C’est en 1987 que la jeune femme croise le chemin de celui qui la "soignera" jusqu’en 2001. "J’avais perdu ma mère, j’avais 16 ans et j’étais isolée à Paris", raconte Stéphanie sur Europe 1. "Mon père m’a dit 'va le voir'. Il a dit que c’était gratuit pour la famille", ajoute-t-elle, précisant que Benoît Yang-Ting gravitait alors dans le cercle familial.

"1.200 francs de l’heure"

"Tous les entretiens préalables d’accroche étaient effectivement gratuits. Et puis après, est arrivée la session. A l’époque, en 1993, c’était 1.200 francs de l’heure. C’était extravagant 320 euros de l’heure !", souligne Stéphanie. "8 heures par jour, sept jours sur sept. Pour moi, ça a été 22 jours. Une session, c’est donc 40.000 euros", insiste la plaignante.

Au cours de ces séances, Benoît Yang-Ting tente de soigner le "mal-être" de Stéphanie en faisant remonter ce que l’on nomme aujourd’hui de "faux souvenirs induits". "Le principe de sa thérapie, c’est que toute souffrance dans le présent a son origine dans le passé. En ayant dormi uniquement 3 à 5 heures dans la nuit, vous perdez tous vos repères, toute faculté de discernement", se souvient-elle. "J’ai donc vécu des scènes que je n’ai jamais vécues en vrai et qu’on appelle des faux souvenirs", ajoute-t-elle.

" On avait vécu la même chose "

Stéphanie est loin d’être la seule victime présumée de ce thérapeute. D’autres personnes ont essayé cette méthode mais les faits sont aujourd’hui prescrits. "On s’est même aperçu qu’on avait vécu la même chose, c'est-à-dire qu’on avait toutes été violées par notre père voire notre grand-père", raconte Stéphanie.

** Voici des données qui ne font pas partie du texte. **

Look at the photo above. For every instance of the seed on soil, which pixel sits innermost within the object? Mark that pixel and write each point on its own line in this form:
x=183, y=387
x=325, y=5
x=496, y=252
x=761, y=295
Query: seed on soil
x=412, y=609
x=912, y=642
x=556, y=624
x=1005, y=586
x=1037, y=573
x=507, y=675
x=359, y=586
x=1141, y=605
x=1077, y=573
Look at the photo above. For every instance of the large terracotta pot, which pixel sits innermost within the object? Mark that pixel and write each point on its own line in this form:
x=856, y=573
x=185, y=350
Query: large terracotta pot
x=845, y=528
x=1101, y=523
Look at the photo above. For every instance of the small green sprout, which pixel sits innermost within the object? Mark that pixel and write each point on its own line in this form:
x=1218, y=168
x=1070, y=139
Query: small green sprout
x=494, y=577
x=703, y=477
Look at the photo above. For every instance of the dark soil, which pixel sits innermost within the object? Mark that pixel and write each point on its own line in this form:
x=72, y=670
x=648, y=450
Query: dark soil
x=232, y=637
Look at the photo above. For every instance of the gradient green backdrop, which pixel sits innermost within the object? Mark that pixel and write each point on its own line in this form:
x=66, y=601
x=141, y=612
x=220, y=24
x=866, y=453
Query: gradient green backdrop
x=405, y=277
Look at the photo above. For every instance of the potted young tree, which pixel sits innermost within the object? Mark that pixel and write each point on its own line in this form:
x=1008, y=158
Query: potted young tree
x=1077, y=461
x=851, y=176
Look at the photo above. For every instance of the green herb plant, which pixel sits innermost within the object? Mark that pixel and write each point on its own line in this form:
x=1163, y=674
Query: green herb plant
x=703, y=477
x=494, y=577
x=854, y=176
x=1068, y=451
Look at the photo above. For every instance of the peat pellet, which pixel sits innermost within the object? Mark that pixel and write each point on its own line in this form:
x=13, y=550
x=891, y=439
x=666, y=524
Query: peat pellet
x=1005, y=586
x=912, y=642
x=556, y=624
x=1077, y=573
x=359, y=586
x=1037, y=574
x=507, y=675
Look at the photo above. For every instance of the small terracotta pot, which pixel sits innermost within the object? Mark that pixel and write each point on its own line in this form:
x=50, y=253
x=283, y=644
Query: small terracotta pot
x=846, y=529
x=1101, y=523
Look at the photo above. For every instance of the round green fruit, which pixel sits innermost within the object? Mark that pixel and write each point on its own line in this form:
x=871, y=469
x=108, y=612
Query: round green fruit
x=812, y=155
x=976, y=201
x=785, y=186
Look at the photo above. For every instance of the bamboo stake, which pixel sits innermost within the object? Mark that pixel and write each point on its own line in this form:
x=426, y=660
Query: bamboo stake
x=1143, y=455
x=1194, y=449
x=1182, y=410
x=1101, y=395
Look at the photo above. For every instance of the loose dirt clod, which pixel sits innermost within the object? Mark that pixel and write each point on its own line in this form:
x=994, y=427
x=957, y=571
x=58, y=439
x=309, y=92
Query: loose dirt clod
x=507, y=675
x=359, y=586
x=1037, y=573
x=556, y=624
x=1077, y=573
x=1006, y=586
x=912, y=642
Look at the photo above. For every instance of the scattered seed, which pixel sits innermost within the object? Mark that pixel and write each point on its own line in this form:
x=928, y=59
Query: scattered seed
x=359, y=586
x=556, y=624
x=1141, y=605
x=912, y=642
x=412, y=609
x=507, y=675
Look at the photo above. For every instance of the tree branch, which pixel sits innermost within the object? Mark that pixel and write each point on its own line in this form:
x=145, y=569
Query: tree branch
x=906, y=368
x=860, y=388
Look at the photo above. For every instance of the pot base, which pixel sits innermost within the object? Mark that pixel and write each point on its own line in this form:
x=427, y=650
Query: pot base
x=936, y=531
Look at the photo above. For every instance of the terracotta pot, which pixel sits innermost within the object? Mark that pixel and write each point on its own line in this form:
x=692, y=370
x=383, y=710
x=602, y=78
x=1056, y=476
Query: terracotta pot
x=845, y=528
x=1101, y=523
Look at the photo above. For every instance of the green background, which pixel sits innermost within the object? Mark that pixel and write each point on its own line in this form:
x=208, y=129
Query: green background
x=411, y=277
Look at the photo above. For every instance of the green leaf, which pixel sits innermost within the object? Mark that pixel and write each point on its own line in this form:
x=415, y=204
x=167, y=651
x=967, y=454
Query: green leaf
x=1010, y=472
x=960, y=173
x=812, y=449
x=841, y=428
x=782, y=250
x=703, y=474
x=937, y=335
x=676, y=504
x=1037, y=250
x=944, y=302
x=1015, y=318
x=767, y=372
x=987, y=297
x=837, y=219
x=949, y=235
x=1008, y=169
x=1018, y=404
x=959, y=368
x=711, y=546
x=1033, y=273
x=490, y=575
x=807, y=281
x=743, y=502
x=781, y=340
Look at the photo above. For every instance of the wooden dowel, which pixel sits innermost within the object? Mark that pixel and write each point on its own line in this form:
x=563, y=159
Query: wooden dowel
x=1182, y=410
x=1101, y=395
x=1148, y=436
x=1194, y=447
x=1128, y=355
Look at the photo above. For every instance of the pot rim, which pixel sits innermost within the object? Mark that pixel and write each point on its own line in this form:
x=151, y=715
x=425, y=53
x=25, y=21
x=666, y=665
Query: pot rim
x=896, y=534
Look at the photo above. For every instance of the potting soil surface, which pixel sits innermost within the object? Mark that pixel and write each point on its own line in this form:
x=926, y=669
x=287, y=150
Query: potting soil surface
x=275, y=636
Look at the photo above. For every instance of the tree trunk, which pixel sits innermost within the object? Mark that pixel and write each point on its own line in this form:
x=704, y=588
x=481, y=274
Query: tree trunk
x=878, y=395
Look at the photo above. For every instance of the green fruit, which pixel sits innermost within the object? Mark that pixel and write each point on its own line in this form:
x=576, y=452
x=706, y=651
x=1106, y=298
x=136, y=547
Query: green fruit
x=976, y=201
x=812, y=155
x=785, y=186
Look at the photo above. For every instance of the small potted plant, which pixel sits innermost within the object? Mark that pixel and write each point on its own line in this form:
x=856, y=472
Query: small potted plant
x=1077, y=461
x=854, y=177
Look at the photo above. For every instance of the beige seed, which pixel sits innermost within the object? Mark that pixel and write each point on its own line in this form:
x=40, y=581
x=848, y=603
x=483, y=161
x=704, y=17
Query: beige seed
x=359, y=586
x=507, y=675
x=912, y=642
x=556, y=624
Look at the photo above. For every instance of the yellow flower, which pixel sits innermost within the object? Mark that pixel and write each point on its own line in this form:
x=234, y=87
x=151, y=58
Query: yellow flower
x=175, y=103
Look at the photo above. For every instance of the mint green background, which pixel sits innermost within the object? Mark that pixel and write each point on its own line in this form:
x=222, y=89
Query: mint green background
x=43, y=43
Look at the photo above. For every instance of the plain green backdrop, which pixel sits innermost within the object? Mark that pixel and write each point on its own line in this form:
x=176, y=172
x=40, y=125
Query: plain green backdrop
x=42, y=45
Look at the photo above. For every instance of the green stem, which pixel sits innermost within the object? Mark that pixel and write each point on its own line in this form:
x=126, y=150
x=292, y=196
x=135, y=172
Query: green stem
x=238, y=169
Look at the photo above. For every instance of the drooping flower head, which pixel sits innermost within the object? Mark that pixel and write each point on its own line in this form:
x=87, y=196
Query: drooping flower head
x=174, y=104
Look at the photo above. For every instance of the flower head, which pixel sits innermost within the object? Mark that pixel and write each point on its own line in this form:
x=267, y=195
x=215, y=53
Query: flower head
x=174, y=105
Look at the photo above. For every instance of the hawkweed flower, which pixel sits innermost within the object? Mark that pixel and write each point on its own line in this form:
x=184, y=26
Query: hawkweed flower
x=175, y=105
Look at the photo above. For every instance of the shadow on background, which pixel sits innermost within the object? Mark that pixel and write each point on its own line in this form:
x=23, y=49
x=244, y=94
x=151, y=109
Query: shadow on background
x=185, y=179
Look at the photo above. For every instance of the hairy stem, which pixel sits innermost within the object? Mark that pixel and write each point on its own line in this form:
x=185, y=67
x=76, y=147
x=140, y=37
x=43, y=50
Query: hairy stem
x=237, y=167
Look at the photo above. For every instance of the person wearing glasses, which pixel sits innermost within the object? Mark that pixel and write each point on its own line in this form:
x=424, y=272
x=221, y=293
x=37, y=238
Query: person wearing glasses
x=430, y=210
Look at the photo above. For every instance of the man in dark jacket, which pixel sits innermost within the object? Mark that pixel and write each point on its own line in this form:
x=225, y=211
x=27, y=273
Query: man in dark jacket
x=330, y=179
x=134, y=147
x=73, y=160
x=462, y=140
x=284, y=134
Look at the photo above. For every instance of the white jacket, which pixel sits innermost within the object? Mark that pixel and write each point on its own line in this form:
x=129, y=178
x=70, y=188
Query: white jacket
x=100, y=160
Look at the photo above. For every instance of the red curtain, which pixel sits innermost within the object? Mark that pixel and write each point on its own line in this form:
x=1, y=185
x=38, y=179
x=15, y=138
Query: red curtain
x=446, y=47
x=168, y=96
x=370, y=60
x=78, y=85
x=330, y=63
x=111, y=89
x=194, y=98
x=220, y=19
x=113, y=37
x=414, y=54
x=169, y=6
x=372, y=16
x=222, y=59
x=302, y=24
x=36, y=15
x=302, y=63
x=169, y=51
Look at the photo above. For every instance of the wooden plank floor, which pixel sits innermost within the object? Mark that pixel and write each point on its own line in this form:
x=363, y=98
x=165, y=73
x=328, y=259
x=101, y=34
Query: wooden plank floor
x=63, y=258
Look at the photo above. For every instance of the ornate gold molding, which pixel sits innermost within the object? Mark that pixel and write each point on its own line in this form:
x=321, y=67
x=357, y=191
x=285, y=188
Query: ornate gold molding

Mais l’addition ne s’arrête pas là. Stéphanie raconte comment chaque " faute d’orthographe " dans un compte-rendu était facturée "50 euros". Pour trouver de quoi payer les honoraires de son thérapeute, Stéphanie emprunte alors de l’argent. "Quand la  vie est en jeu, ça n’a pas de prix", confie-t-elle. "Sur 12 ans, j’ai versé 238.000 euros" précise Stéphanie. Mais pour la jeune femme, ce prix a été d’autant plus cher à payer que "c’est 12 ans de ma vie perdus, mis entre parenthèses sur de belles années entre 25 et 37 ans". Le procès doit durer deux jours.

*Son identité a été changée afin de préserver son anonymat.